Porto Rico's in Ladeside Road, Port Elphinstone faced fines after the UKBA officials found three Pakistani members of staff working there without right to work in the UK.

The officers also visited the Massala Garden takeaway in Brighton Place, Peterculter to find one Bangladeshi man working illegally.

Two more Pakistani men were found to be working illegally in Porto Rico's restaurant in Broad Street, Peterhead.

Lastly, the officials found four more Bangladeshi men with no right to work in the UK but employed at the Spice Cottage in South Road, Oldmeldrum.

All four businesses were issued with potential penalty notices for employing illegal workers.

They were then given an opportunity to prove that the correct right-to-work checks were made before the workers were taken on but they failed to do so, the UKBA officials have said.

A fine of £10,000 has been handed to Porto Rico's in Port Elphinstone, £5,000 to Massala Garden, £8,750 to Porto Rico's in Peterhead and £5,000 to the Spice Cottage.

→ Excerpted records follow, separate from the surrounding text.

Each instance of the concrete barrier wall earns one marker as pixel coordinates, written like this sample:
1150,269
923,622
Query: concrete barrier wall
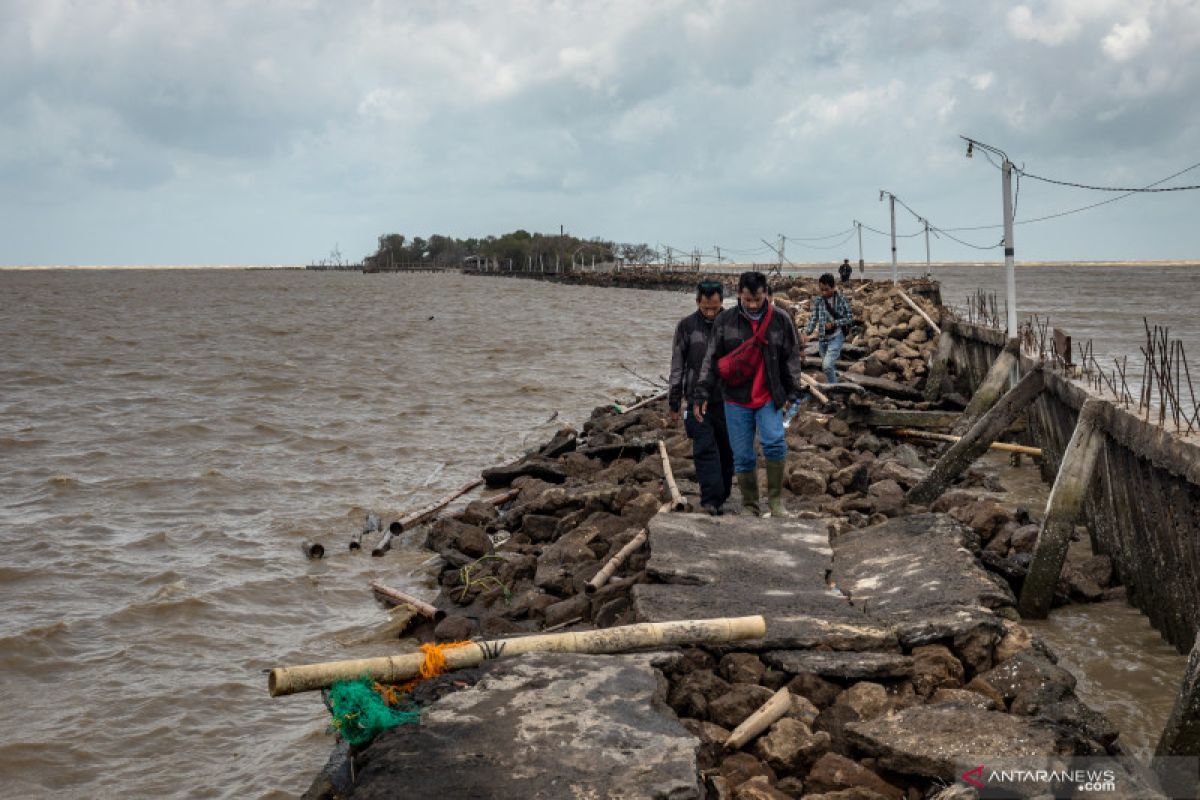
1144,507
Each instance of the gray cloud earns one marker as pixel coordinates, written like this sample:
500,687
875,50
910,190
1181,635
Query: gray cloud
689,122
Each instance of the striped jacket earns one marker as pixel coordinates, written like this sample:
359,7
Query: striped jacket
841,314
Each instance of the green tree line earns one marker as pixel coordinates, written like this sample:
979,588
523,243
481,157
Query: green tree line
519,246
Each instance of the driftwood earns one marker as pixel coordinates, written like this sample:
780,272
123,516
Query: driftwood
1025,450
393,669
811,383
615,563
421,515
677,503
640,404
919,311
400,597
766,716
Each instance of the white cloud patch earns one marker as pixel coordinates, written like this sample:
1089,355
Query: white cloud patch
1126,41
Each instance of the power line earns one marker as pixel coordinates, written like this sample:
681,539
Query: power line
1117,188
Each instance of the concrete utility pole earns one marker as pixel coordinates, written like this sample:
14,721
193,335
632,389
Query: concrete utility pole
927,248
862,270
1006,182
892,206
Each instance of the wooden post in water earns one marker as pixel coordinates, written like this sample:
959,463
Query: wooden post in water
1063,507
977,440
941,365
990,390
1181,735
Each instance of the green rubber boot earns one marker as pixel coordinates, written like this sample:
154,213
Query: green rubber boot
749,485
775,488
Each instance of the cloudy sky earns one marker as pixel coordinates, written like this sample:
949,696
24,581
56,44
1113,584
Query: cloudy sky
141,132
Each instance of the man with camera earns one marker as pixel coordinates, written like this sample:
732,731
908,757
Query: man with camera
832,318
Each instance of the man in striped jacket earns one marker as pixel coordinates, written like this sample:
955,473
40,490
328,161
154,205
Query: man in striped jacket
832,318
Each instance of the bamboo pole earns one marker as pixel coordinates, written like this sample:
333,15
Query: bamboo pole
420,515
767,715
1025,450
677,503
918,310
615,563
393,669
811,383
640,404
400,597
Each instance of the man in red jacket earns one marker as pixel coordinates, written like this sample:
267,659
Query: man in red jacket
755,403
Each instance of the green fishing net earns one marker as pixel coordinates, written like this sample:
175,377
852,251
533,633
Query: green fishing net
360,714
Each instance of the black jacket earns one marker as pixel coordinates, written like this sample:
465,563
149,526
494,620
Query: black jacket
687,356
781,358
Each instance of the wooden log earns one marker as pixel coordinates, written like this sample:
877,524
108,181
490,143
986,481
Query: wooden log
973,444
615,563
919,311
677,503
1005,446
640,404
901,417
940,366
766,716
811,383
394,669
400,597
419,516
990,390
1181,734
1063,509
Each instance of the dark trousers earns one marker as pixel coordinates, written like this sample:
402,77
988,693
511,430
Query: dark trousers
712,455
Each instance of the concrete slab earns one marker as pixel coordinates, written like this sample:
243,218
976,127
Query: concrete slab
919,575
729,566
541,726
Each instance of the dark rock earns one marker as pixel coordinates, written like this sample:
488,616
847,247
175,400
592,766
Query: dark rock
935,667
454,629
817,690
739,768
742,668
544,469
833,773
737,704
934,741
541,528
576,607
480,513
691,695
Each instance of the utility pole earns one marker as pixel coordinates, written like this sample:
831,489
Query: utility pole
861,268
927,248
1006,182
892,204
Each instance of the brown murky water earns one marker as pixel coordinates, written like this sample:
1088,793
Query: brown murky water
168,438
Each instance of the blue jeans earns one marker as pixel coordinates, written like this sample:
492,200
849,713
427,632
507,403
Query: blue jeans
712,455
831,350
742,422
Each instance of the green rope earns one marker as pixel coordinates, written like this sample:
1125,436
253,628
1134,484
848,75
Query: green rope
360,714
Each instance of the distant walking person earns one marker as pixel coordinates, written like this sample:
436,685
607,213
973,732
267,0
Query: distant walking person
709,439
832,318
754,362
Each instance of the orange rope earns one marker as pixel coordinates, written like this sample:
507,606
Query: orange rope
435,665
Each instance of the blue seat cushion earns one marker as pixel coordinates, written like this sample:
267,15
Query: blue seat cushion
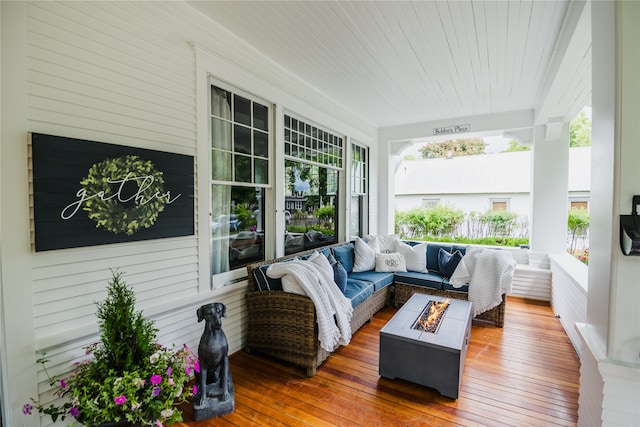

“Our officers are carrying out operations throughout Aberdeenshire to target unscrupulous employers who hire illegal workers, are undercutting wages and potentially exploiting vulnerable workers,” said Rob Whiteman, chief executive, UKBA.

“The UK Border Agency is happy to work with businesses and advise what checks need to be carried out on staff, but those who do break the law should know that they will face heavy fines like these businesses,” Whiteman added.